President Bush says reauthorizing security measures passed following the 2001 terrorist attacks in New York and Washington are critical to preventing another attack in the United States. Mr. Bush wants Congress to finish work on a series of laws known as the Patriot Act.
Members of both houses of Congress have reached broad agreement on reauthorizing the Patriot Act after the White House agreed to accept a four-year extension of some provisions instead of the seven-year extension initially sought.
The compromise also lifts criminal penalties for Americans discussing publicly the receipt of a government request for certain types of records and does not expand the government's ability to seek the death penalty in some terrorism related crimes.
The legislative deal must still pass votes in the House and Senate. President Bush wants that done promptly so he can sign into law the reauthorization of rules that he says have been strong weapons for pursuing terrorists.
"America's law enforcement and intelligence personnel have put the Patriot Act to wise and effective use while protecting our civil liberties," he said. "They have used the law to prosecute terrorist operatives and supporters or break up terror cells in New York, Oregon, Virginia, California, Texas, and Ohio. The Patriot Act has accomplished exactly what it was designed to do - it has protected American liberty and saved American lives."

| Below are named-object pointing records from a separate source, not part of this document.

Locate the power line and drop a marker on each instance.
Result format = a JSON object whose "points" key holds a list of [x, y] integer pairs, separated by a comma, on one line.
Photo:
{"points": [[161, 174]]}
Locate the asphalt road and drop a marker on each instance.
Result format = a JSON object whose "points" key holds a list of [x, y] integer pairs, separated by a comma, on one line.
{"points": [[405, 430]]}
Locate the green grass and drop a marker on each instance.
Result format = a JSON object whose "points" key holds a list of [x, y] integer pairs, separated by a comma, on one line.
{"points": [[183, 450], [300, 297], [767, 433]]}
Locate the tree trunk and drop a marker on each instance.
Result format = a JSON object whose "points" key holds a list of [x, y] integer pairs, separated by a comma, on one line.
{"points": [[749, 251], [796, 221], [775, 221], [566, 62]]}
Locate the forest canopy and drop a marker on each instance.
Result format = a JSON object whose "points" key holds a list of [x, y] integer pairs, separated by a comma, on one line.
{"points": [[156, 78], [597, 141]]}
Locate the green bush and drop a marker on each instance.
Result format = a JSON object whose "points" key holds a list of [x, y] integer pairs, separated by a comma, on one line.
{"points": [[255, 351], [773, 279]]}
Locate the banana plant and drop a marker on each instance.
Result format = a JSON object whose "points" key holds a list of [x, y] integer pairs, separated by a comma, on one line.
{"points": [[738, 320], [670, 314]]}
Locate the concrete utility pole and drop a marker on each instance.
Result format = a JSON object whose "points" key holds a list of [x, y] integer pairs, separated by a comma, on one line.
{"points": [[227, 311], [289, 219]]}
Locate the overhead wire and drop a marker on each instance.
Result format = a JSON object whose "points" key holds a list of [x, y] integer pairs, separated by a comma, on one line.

In his weekly radio address, President Bush said the Patriot Act has helped tear down the legal and bureaucratic wall that kept law enforcement and intelligence authorities from sharing information about terrorist threats.

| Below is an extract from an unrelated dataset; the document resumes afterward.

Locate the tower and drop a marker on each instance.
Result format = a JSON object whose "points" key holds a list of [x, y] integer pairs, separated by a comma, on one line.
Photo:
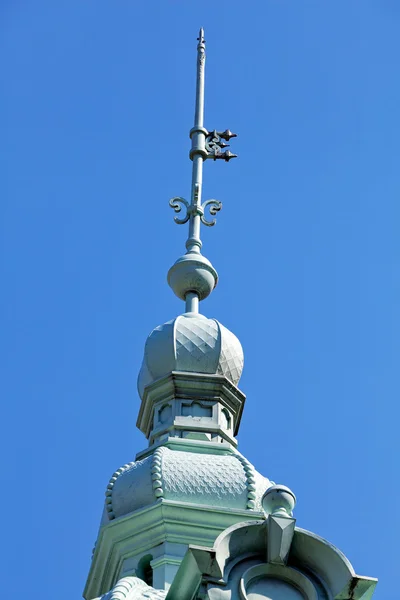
{"points": [[191, 518]]}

Some civil libertarians have expressed concerns about Patriot Act provisions loosening judicial oversight on wiretaps and requiring libraries to turn over information about people not formally charged with a crime.

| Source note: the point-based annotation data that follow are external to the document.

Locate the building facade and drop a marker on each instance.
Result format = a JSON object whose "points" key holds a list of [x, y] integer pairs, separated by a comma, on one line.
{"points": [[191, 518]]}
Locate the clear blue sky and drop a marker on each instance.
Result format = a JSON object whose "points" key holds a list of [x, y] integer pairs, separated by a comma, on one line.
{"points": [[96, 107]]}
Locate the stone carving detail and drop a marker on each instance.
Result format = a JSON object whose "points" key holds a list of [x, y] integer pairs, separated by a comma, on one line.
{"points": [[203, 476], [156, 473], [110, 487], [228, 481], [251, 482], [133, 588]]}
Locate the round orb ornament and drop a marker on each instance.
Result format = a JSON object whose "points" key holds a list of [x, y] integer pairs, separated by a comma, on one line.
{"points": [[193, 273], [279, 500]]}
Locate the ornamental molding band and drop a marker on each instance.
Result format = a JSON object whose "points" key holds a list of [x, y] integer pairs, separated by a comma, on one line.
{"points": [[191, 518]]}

President Bush says the judicial branch has a strong oversight role and Attorney General Alberto Gonzalez delivers regular reports to Congress.
In its final report card this past week, the bipartisan commission that investigated the September 11, 2001 terrorist attacks gave the government a grade of "D" on matters of protecting privacy under the Patriot Act, saying there is no funding, staff or leadership for a Privacy and Civil Liberties Oversight Board.
In the Democratic radio address, Rhode Island Senator Jack Reed said President Bush has seriously eroded his credibility with the American people by failing to provide Americans with candid information about the war in Iraq.
"I have found it disturbing that the Bush Administration has attacked the patriotism of those who question the Administration's policies in Iraq," commented Senator Reed. "Baseless, partisan attacks won't help us win the war, won't help the troops, and won't protect our nation from our enemies."
Senator Reed says following the current course in Iraq is a mistake, and he wants President Bush to be more candid and honest about what it will take to succeed there.
The president has launched a public relations campaign to explain his plan for victory in Iraq, but Senator Reed says Mr. Bush has still failed to provide enough details. The president continues that campaign Monday with a speech in the city of Philadelphia.